Wednesday 7 August 2024

St Pierre Outbound Day 2

Hi everyone,
At 1200 today we were at 44 36N 050 57W steering 140M, beam reaching under double-reefed main and double-furled yankee at 5 knots. It was overcast with passing low drizzle showers. The wind was 14G19 from the WSW. Our noon to noon run by the log was 124nm.

Yesterday afternoon we had squalls with gusts up to 30 knots. Mostly it was 15-18G20-25. We had the main double-reefed (trisail size) and three furls in the yankee. Thought about furling the yankee and setting the staysail (storm jib) but it wasn't necessary. The fog very slowly lifted. The seas continued to be short, sharp and 2m high. Every once in a while one would break into us, giving us a good 'side swipe' and a drenched cockpit. Loving our new wet weather gear! Twice a large pod of dolphins accompanied us for about 30 minutes - always fun to watch.

In the evening the fog returned for several hours before lifting. We could then see a few stars through 'holes' in the higher clouds. The squalls continued overnight with the yankee ranging between 2 and 3 furls. In the small hours the squalls faded and at dawn the had only 1 furl in the yankee.
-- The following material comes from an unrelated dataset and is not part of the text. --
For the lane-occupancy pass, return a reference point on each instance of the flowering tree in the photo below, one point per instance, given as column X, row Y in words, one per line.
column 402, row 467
This morning the wind has been quite variable, 6-15G25. We shook out the second reef but it went back in 30 minutes later. We're loving our Tides Marine SailTrack - sooo much easier to reef the main.

We're still over the Grand Banks. Should leave them astern around midday tomorrow. Once we do so we'll be trying to stay in the Gulf Stream which should give us a nice current assist. The routing reccommendations we get from PredictWind incorporate current, and we download RTOFS current GRIB files.

Water and air temperatures are creaping up. Water is now 21C. We're out of our padded onesies! And our SailnSea hydrogenerator is keeping our battery level stable with no sun for the solar panels. It's doing so despite our running the autopilot since we can't balance the boat for the WindPilot while beam reaching. Hopefuflly we'll be broad reaching in a day or two under a sunny sky!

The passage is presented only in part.